La risposta del CNDCEC– Il Consiglio Nazionale specifica, anzitutto, che si forniscono considerazioni generali alla luce delle disposizioni di legge in tema di incompatibilità, nonché degli orientamenti interpretativi forniti dallo stesso in materia.
Successivamente richiama l’
articolo 4, comma 1, del D. Lgs. n. 139/2005, il quale stabilisce una specifica ipotesi di incompatibilità tra l’esercizio della professione e lo svolgimento di attività di impresa agricola, qualora questa sia esercitata dall’iscritto per conto proprio (in nome proprio o altrui). In linea di principio, quindi, il CNDCEC ritiene preclusa la possibilità per l’iscritto di esercitare la suddetta attività.
L’incompatibilità è, tuttavia, esclusa, così come dispone l’articolo 4, comma 2, del sopra citato decreto, se
“l'attività, svolta per conto proprio, è diretta alla gestione patrimoniale, ad attività di mero godimento o conservative, nonché in presenza di società di servizi strumentali o ausiliari all'esercizio della professione, ovvero qualora il professionista riveste la carica di amministratore sulla base di uno specifico incarico professionale e per il perseguimento dell'interesse di colui che conferisce l'incarico”.
Come evidenzia il CNDCEC, tale disposizione delinea i limiti entro i quali ricorre l’ipotesi di incompatibilità tra l’esercizio della professione e quello dell’attività d’impresa (compresa quella agricola), stabilendo che, l’incompatibilità, viene meno qualora l’attività d’impresa sia diretta:
- alla gestione patrimoniale;
- allo svolgimento di attività di mero godimento o conservative;
- allo svolgimento di attività strumentali o ausiliari all’esercizio della professione (cd “società di servizi”),
ovvero qualora l’iscritto svolga l’incarico di amministratore in base a specifico mandato professionale.
In virtù di quanto sopra esposto, quindi, l’esercizio in conto proprio di attività di impresa agricola è ammesso laddove tale attività si configuri come di mero godimento, ovvero meramente conservativa del fondo agricolo (ad esempio, nel caso in cui i prodotti agricoli siano rivenduti esclusivamente per rientrare delle spese sostenute per la manutenzione e la conservazione dello stesso).
Vista, però, la difficoltà di individuare concretamente le ipotesi in cui tale attività possa configurarsi di mero godimento o meramente conservativa, il Consiglio Nazionale richiama le Note interpretative della disciplina delle incompatibilità da esso stesso diramate. Queste ultime, infatti, hanno chiarito che, l’esercizio di attività di impresa agricola, è incompatibile con l’esercizio della professione solo nel caso in cui l’iscritto-imprenditore agricolo rivesta la qualifica di IAP.
Sul punto, il
D.Lgs. n. 99/2004 ha fissato i parametri ai fini dell’assunzione della qualifica di IAP, individuando come tale l’imprenditore che dedica la maggior parte delle proprie risorse economiche e del proprio tempo all’attività agricola.

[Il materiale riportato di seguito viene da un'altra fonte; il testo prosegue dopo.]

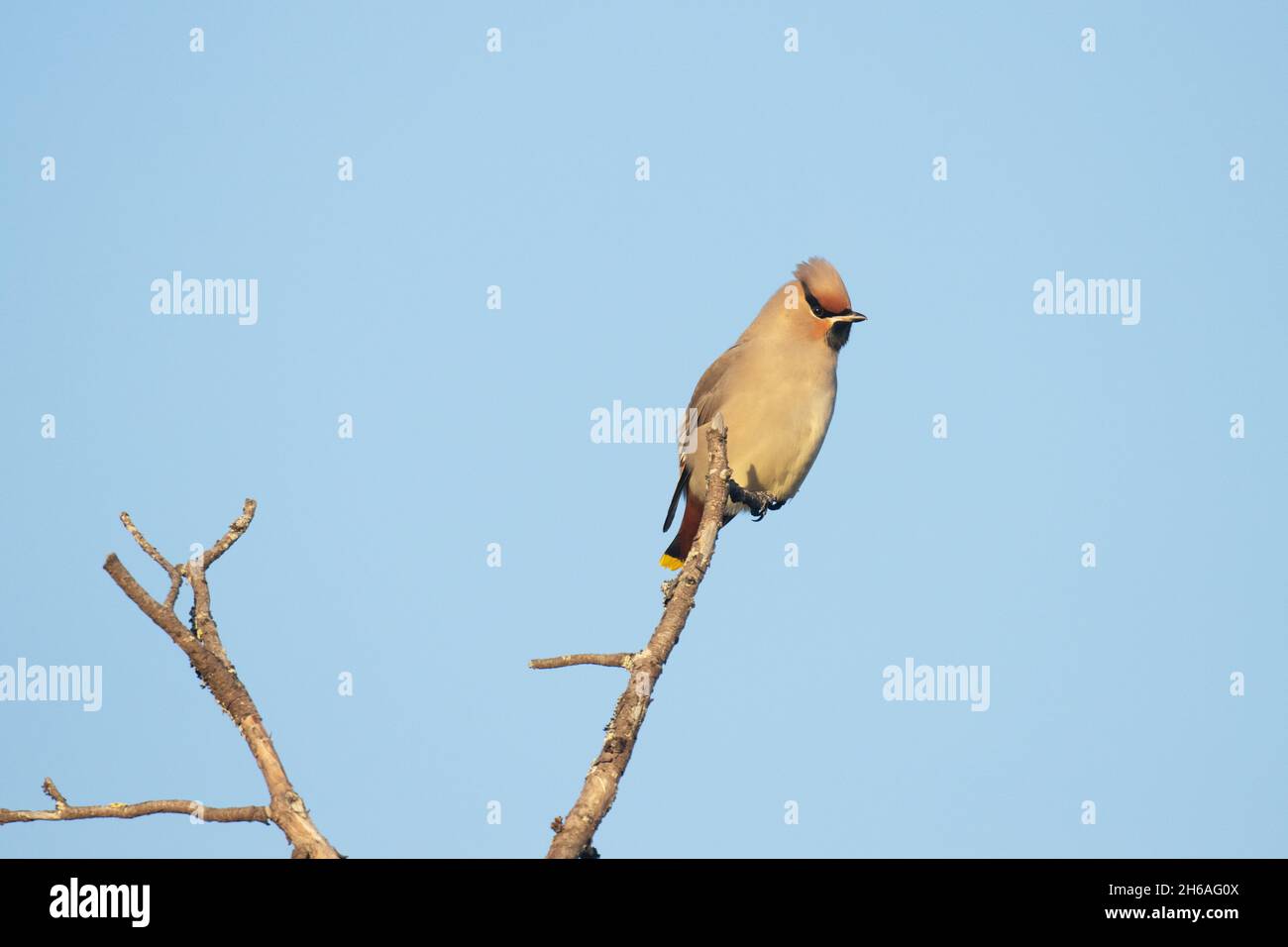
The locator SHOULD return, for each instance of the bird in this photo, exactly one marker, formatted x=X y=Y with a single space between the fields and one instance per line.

Considerando tutto quanto esposto, il CNDCEC precisa che, la qualifica di IAP, può essere acquisita anche dalle società di persone e società di capitali, qualora lo statuto preveda quale oggetto sociale l’esercizio esclusivo delle attività agricole e in presenza determinati requisiti (articolo 1, comma 3, D.Lgs. n. 99/2004). In virtù di ciò - specifica il Consiglio Nazionale - versa in una situazione di incompatibilità l’iscritto, socio-amministratore di società che svolga attività di impresa agricola, che sia in possesso della qualifica di IAP.

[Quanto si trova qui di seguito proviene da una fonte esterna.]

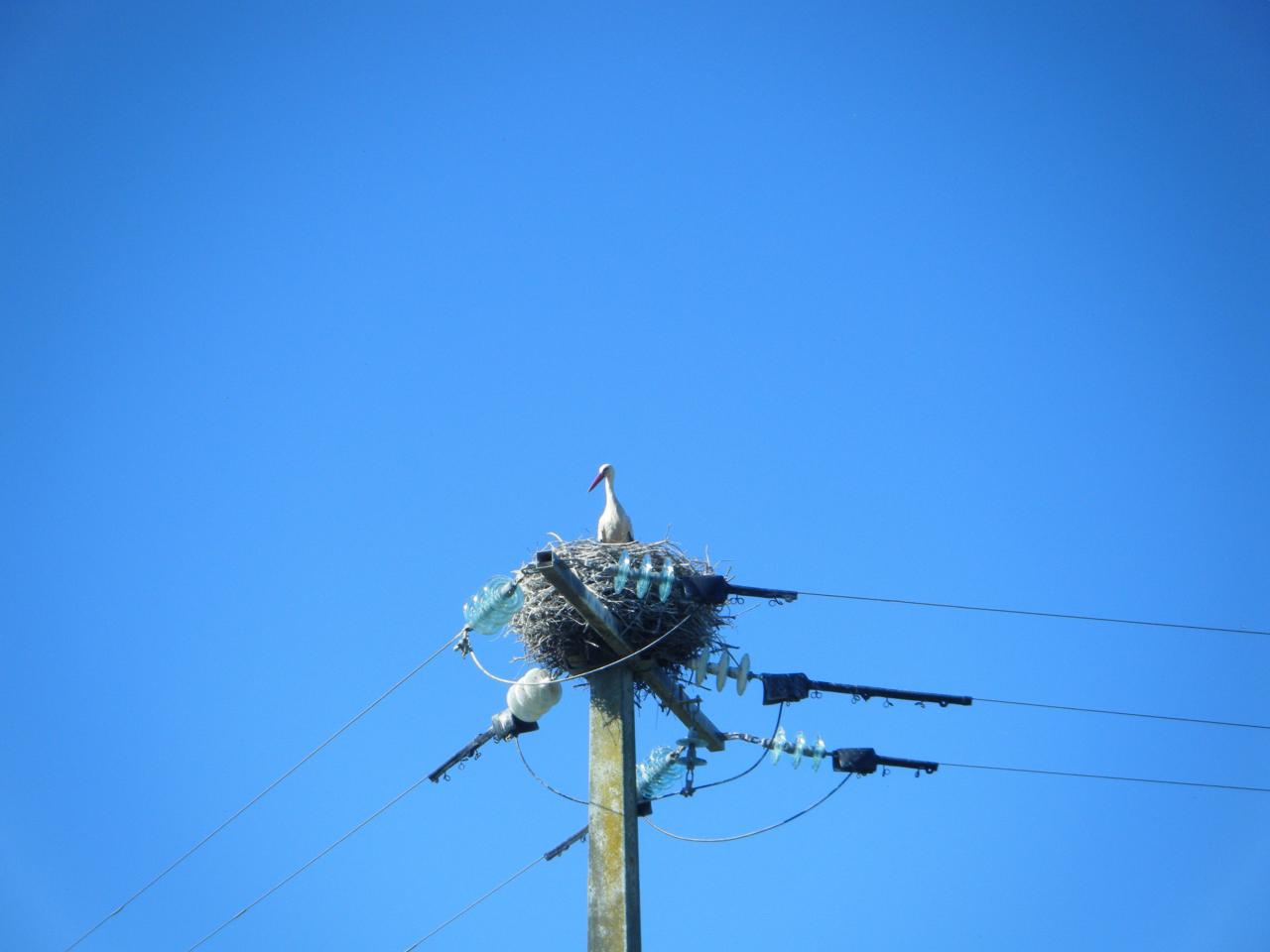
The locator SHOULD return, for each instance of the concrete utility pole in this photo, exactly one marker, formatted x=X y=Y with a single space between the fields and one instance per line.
x=612 y=884
x=612 y=871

Infine, il CNDCEC effettua un’ulteriore precisazione, in quanto occorrerà verificare che, le molteplici attività svolte dalla società, siano realmente connesse all’esercizio di attività agricola e non configurino in alcun modo esercizio di attività d’impresa propriamente commerciale.
In tal caso, infatti, ai fini di escludere la sussistenza dell’incompatibilità in capo all’iscritta - afferma il Consiglio Nazionale - non rileverebbe l’assenza della qualifica di IAP, ma occorrerebbe verificare se questa detenga un interesse economico prevalente nella società in cui fosse nominata presidente del consiglio di amministrazione.